Author(s): Sunil Palchaudhuri
Pneumocococcus or S.pneumoniae, a member of Gram-positive Streptococcus Mitis group is capable of causing several severe diseases like bacterial pneumonia, meningitis, bronchitis, otitis media (mid-ear infection). In order to stop these diseases, the preventive therapy appears to be an appropriate option because of our antibiotic resistance crisis born in 1960 in Tokyo Hospital (Japan) in the treatment of Shigellosis has not yet been solved. The causative pathogen Shigella flexneri is a close kin of our non-pathogenic E.coli K-12. In the absence of any alternative therapy, our clinicians have been increasing the doses of antibiotics with longer duration but now in 2022 we are almost standing against the wall.

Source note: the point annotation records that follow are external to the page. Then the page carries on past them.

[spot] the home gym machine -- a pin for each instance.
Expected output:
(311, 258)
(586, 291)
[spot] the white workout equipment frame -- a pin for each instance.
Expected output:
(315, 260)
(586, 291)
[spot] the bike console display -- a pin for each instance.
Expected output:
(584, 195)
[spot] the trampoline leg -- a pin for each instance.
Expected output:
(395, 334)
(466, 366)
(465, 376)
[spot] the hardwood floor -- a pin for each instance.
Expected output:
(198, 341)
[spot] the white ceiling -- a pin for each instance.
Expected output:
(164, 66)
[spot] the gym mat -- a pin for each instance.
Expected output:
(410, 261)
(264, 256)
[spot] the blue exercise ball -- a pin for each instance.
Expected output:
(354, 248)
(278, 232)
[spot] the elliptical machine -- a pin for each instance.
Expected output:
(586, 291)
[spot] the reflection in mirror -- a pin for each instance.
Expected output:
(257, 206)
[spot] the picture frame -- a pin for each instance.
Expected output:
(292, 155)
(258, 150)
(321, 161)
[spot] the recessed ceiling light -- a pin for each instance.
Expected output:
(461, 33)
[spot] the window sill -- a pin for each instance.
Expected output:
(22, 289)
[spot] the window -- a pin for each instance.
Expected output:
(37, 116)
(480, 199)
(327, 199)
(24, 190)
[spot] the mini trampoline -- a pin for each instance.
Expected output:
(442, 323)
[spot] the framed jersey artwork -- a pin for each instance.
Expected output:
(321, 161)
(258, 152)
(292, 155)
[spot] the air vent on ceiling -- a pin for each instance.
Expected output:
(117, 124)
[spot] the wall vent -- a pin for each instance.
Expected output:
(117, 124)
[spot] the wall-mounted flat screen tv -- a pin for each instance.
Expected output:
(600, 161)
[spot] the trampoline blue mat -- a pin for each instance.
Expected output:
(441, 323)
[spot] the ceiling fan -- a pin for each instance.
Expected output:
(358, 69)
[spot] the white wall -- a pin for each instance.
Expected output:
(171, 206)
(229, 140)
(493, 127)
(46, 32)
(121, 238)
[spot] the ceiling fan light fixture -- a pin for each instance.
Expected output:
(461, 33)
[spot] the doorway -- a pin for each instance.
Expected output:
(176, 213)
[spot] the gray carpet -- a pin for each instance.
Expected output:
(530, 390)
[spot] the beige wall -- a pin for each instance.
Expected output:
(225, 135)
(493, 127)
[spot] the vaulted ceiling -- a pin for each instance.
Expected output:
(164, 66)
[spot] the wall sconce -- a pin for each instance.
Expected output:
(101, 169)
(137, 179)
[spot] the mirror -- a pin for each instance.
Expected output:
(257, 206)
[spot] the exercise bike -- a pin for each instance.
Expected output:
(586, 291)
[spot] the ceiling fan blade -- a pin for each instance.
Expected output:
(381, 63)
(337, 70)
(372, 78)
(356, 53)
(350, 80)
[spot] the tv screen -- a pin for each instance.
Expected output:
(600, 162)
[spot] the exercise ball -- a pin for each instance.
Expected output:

How about our vaccines? That could have been a real solution but the antigenic variation of this bacterial pathogen may not guarantee the successful treatment. Did we try to understand how such variants of the pathogen arise? One possibility appears to be a collaborative effort of bacteria and their bacteriophages (viruses). We have extensively studied lysogeny with E.coli K-12 and its virus bacteriophage lambda. Such a lysogenic state may not be limited to just bacterial pathogen but the virus COVID-19 (RNA genome) in our respiratory cells may be responsible for their antigenic variation.
Introduction
In 1928, Dr Fred Griffith observed two kinds of bacterial colonies
on blood agar medium media during incubation for 48 hours
after the collection of blood samples from his patients with lobar
pneumonia [1]. His laboratory note book recorded some details
of his follow up. However, this pathogen S.pneumoniae grows
very slowly even on blood agar media. During such incubation
the small or Smooth colonies grew large but with uneven contour
(his note book describes it as Rough colony).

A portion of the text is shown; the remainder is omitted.